S136: Rational approaches to improve bioprocess productivity

Wednesday, August 4, 2010: 10:30 AM
Bayview A (Hyatt Regency San Francisco)
Nikolaos Anesiadis1, Pratish Gawand1, Andrew Ekins2, Hideki Kobayashi3, Vincent J. J. Martin2, William R. Cluett1 and Radhakrishnan Mahadevan1, (1)Chemical Engineering and Applied Chemistry, University of Toronto, Toronto, ON, Canada, (2)Department of Biology, Concordia University, Montreal, QC, Canada, (3)Extremobiosphere Research Center (XBR), Japan Agency for Marine-Earth Science and Technology (JAMSTEC), Yokosuka, Japan
Bioprocess development typically requires several rounds of metabolic engineering to meet process targets, including product yield, titer and productivity, all of which impact the process economics. Other important factors in the bioprocess development are the design considerations associated with process scale-up.  Since most industrial processes are carried out in either batch or fed-batch mode starting from the seed cultures, productivity often becomes a limiting factor. In this talk, two approaches to improve productivity will be presented. In the first approach, the use of synthetic biology tools to manipulate bacterial metabolism and apply optimization and control principles at the genetic level by “re-wiring” the bacterial machinery will be presented.
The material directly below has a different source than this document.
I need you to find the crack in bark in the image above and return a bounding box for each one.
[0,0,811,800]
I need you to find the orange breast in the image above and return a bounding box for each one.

We have previously proposed a dynamic metabolic engineering strategy in which the artificial genetic toggle switch is exploited in a biphasic fashion to optimize the productivity. The dynamic switch employs the cells to direct the carbon towards biomass in the first phase of a batch and redirect it towards the desired product in the second phase. In the second approach, we will present a rational model-based approach to increase the rate of product synthesis by optimizing the substrate consumption rates. Co-utilization of substrates is one of the traits that can help improve productivity of bioprocesses. It is a desired attribute in industrial organisms, particularly the ones used for lignocellulosic bioethanol production. We have developed a rational approach based on the constraint-based model of metabolism to enforce co-utilization and have illustrated this approach using Escherichia coli as a model organism.